Arizona-based photographer Bryan David Griffith spent the better part of the last year traveling around the United States in an old camper documenting the surviving and thriving American independent bookstore. Using a large format camera, Griffith created a project called “The Last Bookstores: America’s Resurgent Independents”. Griffith sees the independent bookstore “as a lot more than simply a place to buy books—they’re a meeting place away from the segregated, homogenous world of social media”. You learn more about this labor of love right here.
After five centuries, the magnificent frescoes on the walls and ceiling of the Vatican’s Sistine Chapel can now be seen in all of their glory thanks to a new LED lighting system. The unobtrusive 7,000 LEDs provide a surprisingly subtle, controlled light that illuminates the frescoes in a way they’ve never been seen before.
The four channel “mesopic” system hopes to show the frescoes in a manner that replicates Michelangelo’s intensions and provides ten times the light that the previous system offered.
I look forward to returning to the Vatican to get a glimpse of the Sistine Chapel in it’s true splendor. Many years ago, I got to visit the Chapel—pre-restoration—when it was completely empty. And, I’ve seen it since ( but with hordes of other visitors) after restoration.
This year a design competition was held by the Norwegian government to update the nation’s passports and identity documents. The winning designs came from Oslo-based Neue Design Studio, which created a modern minimalist look with some very cool secret features.
The coral red, robin’s egg blue and pale gray covers will certainly stand-out from the typical passport, but the most intriguing design features are on the inside. The passport pages are decorated with beautiful Norwegian mountain and fjord scenes. When the passports are held under UV light, the landscapes turn from day to night and reveal hidden text and floating images evocative of Norway’s northern lights.

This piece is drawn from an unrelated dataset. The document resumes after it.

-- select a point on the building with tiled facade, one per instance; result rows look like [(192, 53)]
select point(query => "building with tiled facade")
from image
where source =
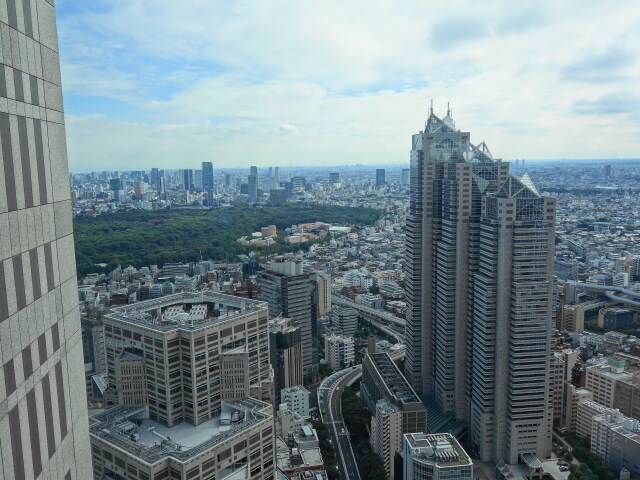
[(43, 411)]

Regular followers of Travel Between The Pages may be getting weary of all the time-lapse videos, but too bad because I’m still enamored with the technology. So, here’s another short, but very sweet video. Titled “Hypeurotrip”, the film is the creation of Krakow-based filmmaker Piotr Wancerz from Timelapse Media productions. The video, produced for Topdeck Travel in the UK, follows a whirlwind, 5,000 kilometer roundtrip jaunt around the continent in quick time.

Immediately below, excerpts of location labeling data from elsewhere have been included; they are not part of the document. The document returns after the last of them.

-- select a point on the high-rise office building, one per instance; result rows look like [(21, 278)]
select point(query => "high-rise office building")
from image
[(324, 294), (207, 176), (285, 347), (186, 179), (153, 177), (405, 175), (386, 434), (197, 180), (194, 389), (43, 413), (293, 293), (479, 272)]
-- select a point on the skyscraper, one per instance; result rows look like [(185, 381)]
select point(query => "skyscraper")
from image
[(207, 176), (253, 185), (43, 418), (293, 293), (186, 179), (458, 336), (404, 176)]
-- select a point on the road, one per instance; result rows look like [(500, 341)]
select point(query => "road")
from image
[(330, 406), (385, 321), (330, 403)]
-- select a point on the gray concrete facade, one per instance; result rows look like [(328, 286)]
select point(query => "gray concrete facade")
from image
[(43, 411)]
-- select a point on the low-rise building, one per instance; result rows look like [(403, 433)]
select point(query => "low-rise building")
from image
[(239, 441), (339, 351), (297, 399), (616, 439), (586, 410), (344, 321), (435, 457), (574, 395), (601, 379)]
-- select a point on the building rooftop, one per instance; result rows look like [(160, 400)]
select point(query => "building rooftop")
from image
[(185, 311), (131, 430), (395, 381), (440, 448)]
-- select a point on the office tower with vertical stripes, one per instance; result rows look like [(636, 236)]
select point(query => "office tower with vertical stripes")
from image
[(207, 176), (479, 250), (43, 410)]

If you have ever taken a long haul, red-eye flight in coach class, the notion of voluntarily spending the night on an airplane may strike you as bonkers. But a promotional project cook-up by KLM and Airbnb may change your mind.
Called “Airplane Apartment”, this retired KLM McDonnell Douglas MD-11 has been transformed into a retro-outfitted two bedroom apartment, with two kitchens, a lounge, panoramic cockpit views and eight bathrooms. The “apartment”, which is parked at Amsterdam’s Schiphol Airport, comes fully equipped and offers free wifi. The only catch is that the unit can only be accessed through a contest at Airbnb. You can take your chances here.

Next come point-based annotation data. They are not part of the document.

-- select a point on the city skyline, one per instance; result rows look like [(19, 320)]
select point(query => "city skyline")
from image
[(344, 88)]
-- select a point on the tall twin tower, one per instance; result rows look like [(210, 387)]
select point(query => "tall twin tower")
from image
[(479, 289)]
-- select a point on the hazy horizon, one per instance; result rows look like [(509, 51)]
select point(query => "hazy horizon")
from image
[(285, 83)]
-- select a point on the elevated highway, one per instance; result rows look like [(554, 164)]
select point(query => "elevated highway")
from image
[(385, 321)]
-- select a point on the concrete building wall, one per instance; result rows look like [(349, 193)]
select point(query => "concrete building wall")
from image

Airbnb is one of the best known brands in travel these days, but for some reason they’ve decided to go retro and publish their very own print travel magazine. The publication, which is called Pineapple, will be issued quarterly, without advertising, at $12 an issue (€9 in Europe). Content will be created by Airbnb hosts, guests and freelancers. The inaugural issue for Winter 2014 will focus on London, San Francisco and Seoul.
The name Pineapple refers to the historical use of the fruit as a symbol of hospitality in colonial America.